My first glimpse into how good aging could look was at 18, in 2002, when, as one of the recipients of the Taylor Michaels Scholarship from the Magic Johnson Foundation, I was flown out with other “inner-city” kids from across the country to take part in a week full of conferences and charitable events.
Although you quickly learn how little there is to the real L.A. when staying at a hotel minutes from LAX, I was still exposed to a bevy of fabulous, older, thriving Black people who made older life look exciting as they drove over to speak and engage with us. When we were brought out to parts of the real city like Ladera Heights, Inglewood and Watts, I saw similar glowing examples spanning class levels. It wasn’t just fancy Black people looking good but everyday people — particularly men who reminded me of my dad, who, despite his faults, has kept an active lifestyle and has the physicality to show for it.
I never forgot that visual.
So when I first moved to Los Angeles, the same day as former President Obama’s first inauguration, I was keen about how I wanted my body to look. I had stretched out and thinned out, but I hadn’t toned, so I was heavy into the gym and running a lot in Hancock Park and the surrounding areas after moving nearby.
People noticed the difference, and I enjoyed the attention, but when I fell off, it was quickly highlighted.
One of my favorite things in life was waiting for my mom to greet me in baggage claim whenever I flew back home to visit. Near the end of my first stint in L.A., with a gorgeous smile on her face, she said after hugging me ever so tightly, “You were getting buff the last time I saw you … not now.”
She wasn’t normally so shady, which made it all the funnier to both of us.
I reminded her of that when I came back to L.A. in 2021, after years of living in New York and spending several peak-pandemic months back in my hometown, feeling more secure and prepared for what lay ahead of me.
A friend of mine referred me to her trainer, Ryan, and when he asked me what my goals were, I answered that I wanted the male equivalent of a specific R&B singer’s breast implants. He needed a moment to process that but told me I was funny. After that, I added that as much as I’m driven by vanity, I needed to feel more in control of my own body.
I wasn’t chasing an unattainable body standard; I was ready to settle for the grand prize of substantially less body dysmorphia.
I wanted to prove, perhaps far too late in life, that I needn’t ever stick my fingers down my throat again when feeling too low and could simply embrace this body as it is. Working out with Ryan helped with that and subsequently allowed me to develop more useful habits to deal with stress, anxiety and other tensions. It was a good run, but it ended shortly before the start of 2023, the year I lost my mother and the worst year of my life.

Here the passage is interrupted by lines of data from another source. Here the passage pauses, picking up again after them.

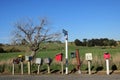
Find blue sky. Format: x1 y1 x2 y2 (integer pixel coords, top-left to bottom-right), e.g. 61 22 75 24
0 0 120 43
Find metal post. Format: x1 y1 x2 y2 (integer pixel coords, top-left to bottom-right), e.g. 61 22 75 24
88 60 91 75
28 61 31 74
20 62 23 75
76 49 81 74
106 59 109 75
12 63 15 75
65 39 68 74
37 64 40 74
63 29 68 74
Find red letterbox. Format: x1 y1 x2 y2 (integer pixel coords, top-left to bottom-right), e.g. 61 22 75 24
55 53 63 61
104 53 110 59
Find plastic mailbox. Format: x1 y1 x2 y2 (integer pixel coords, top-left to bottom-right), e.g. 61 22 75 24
25 56 33 61
104 53 110 59
44 58 51 64
36 58 42 65
55 53 63 61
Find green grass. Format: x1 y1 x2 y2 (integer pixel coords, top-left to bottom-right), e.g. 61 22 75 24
0 43 120 72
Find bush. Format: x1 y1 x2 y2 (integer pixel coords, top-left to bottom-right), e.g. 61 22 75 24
6 47 21 52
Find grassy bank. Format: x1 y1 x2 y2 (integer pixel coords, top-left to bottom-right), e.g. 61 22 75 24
0 43 120 72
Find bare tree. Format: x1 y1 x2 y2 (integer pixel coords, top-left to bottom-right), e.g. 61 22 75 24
14 18 60 57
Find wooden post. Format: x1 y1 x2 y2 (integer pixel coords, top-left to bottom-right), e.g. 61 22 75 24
12 63 15 75
88 60 91 75
28 61 31 74
106 59 110 75
76 49 81 74
37 64 40 74
61 61 64 74
20 62 23 75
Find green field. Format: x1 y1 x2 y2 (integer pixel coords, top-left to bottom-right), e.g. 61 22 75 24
0 43 120 73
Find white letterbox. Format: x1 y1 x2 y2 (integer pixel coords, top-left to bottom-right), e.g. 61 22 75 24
25 56 29 61
85 53 92 60
35 58 42 64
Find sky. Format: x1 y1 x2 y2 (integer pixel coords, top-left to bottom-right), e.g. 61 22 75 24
0 0 120 43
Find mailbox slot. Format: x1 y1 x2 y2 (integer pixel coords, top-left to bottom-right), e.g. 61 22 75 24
44 58 51 64
71 52 76 58
25 56 33 61
13 58 20 64
35 58 42 65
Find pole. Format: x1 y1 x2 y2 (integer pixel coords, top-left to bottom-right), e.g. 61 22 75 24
65 35 68 74
63 29 68 74
106 59 109 75
37 64 40 74
88 60 91 75
47 64 50 74
20 62 23 75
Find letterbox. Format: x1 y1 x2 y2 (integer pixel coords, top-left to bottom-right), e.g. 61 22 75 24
71 52 76 58
55 53 63 61
36 58 42 65
18 55 25 62
25 56 33 61
104 52 110 59
44 58 51 64
13 58 19 64
85 53 92 60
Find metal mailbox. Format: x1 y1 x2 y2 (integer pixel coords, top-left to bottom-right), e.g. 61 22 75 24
55 53 63 61
71 52 76 58
85 53 92 60
104 52 110 59
13 58 20 64
44 58 51 64
35 58 42 65
25 56 33 61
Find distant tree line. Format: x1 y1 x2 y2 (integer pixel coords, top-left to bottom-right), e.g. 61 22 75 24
74 38 117 47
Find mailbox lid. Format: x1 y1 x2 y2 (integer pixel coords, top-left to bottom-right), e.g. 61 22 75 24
55 53 63 61
44 58 51 64
104 52 110 59
35 58 42 64
85 53 93 60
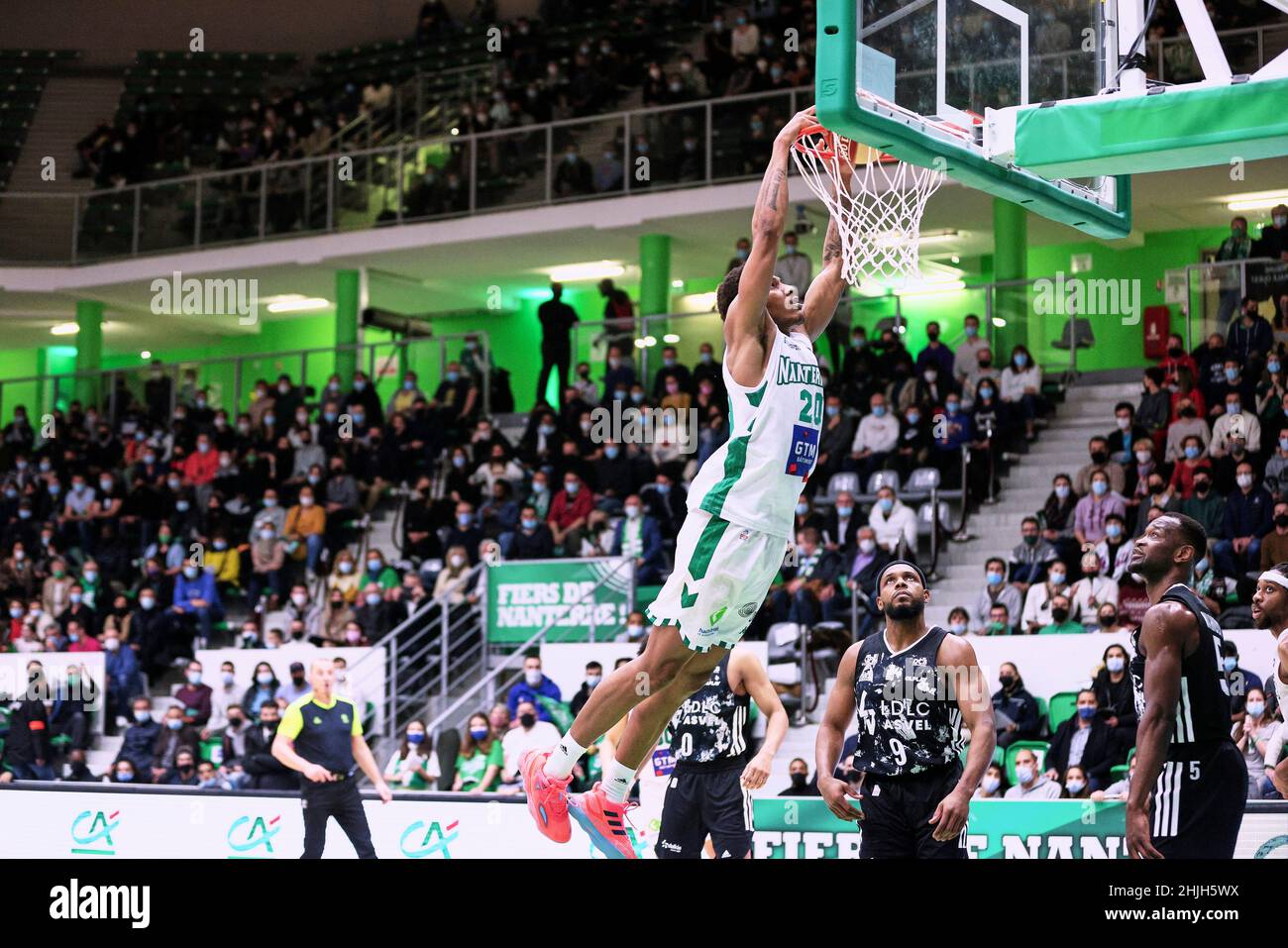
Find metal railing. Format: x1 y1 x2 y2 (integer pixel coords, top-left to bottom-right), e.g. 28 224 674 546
0 330 493 424
1164 257 1288 351
353 565 486 734
0 87 814 264
0 25 1288 264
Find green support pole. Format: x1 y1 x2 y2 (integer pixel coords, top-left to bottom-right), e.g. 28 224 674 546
989 197 1037 366
640 233 671 372
335 270 362 385
76 300 103 408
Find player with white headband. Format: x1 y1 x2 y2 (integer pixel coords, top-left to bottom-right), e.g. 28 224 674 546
1252 563 1288 731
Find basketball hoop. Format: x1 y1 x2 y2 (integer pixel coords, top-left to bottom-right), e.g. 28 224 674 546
793 125 944 286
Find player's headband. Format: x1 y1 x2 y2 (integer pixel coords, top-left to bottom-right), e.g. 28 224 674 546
877 559 926 593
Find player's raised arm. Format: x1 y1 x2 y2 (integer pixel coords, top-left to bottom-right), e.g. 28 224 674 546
1127 603 1193 859
724 106 816 348
930 635 997 841
804 156 854 339
814 642 863 820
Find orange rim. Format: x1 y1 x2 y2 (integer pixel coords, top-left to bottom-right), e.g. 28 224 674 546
795 125 836 161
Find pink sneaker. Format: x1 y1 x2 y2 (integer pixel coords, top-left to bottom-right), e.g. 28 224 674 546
519 751 572 842
568 784 639 859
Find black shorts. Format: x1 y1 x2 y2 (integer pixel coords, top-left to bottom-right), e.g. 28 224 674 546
858 764 966 859
653 763 752 859
1150 741 1248 859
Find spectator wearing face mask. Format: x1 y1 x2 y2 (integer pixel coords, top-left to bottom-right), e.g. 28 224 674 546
971 763 1009 799
1133 366 1172 451
1001 345 1040 440
1221 639 1265 724
158 746 201 787
1208 391 1261 458
821 490 860 553
1212 463 1274 578
282 484 326 582
837 525 893 638
1225 296 1278 366
505 503 555 561
609 493 666 586
1060 767 1091 799
1232 687 1282 799
433 546 471 605
385 719 441 790
1069 550 1118 626
171 563 224 648
174 661 214 728
1044 687 1121 790
868 487 917 555
273 662 312 704
1002 747 1064 799
993 662 1042 747
778 758 819 796
1091 645 1137 754
501 695 559 792
770 527 842 626
1090 755 1136 801
1127 464 1182 536
974 557 1024 630
842 391 899 484
242 700 300 790
1073 435 1127 497
452 707 509 793
953 313 992 380
568 662 604 717
1073 468 1127 546
1010 516 1059 595
1038 593 1087 635
1092 514 1132 582
151 704 201 784
505 656 563 721
1020 561 1081 635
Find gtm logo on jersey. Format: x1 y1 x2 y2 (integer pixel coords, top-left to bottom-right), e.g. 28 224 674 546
398 819 461 859
785 425 818 480
227 814 282 859
72 810 121 855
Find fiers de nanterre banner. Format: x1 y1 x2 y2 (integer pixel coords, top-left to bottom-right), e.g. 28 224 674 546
754 796 1288 859
486 557 634 643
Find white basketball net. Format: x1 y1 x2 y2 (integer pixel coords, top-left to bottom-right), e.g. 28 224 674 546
793 126 944 286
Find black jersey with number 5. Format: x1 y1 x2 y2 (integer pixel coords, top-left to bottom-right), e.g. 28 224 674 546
854 626 963 777
1130 582 1231 759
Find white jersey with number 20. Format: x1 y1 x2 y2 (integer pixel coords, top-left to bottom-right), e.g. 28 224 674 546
690 322 823 539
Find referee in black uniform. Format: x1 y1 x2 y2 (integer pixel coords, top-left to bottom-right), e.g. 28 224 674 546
273 658 393 859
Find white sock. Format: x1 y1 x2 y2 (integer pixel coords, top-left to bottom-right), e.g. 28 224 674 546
602 760 635 803
542 733 587 781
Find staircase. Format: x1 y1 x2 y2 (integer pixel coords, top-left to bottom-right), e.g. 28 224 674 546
926 382 1140 626
0 76 121 262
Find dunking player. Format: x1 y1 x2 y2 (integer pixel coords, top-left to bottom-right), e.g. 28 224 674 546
1252 563 1288 793
519 108 845 859
656 645 787 859
1127 514 1246 859
814 561 997 859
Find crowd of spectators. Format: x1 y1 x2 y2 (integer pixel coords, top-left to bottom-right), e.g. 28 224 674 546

It was some time in the spring of this year that I started to take walks again. And by early summer, I even started to run again without my knees or back going snap, crackle, pop.
I continue to struggle with loss, but now, a little more than a year later, I am finding my way to the reasons I came back to L.A. I have started to recapture a feeling I first developed two decades ago: No matter how much older I get, life still has so much promise and potential.
Some habits are hard to let go of. I want this waist back in formation, so I battle with my late mother’s sweet tooth, which I seem to have inherited. It frequently takes me to Fleurs et Sel, a Black woman-owned bakery on West Adams whose pastries and cookies remind me of her — no easy feat. I have joked with the owner that I hope I don’t get diabetes for seeking so many emotional-support cookies, but even there, when I wait in line to get inside, I spot an older man who doesn’t look like what he’s probably been through.
Hopefully, someone spots a graying version of me someday and thinks the same.
Michael Arceneaux is the New York Times bestselling author of “I Can’t Jesus, I Don’t Want To Die Poor,” and his latest, “I Finally Found Some Jordans.”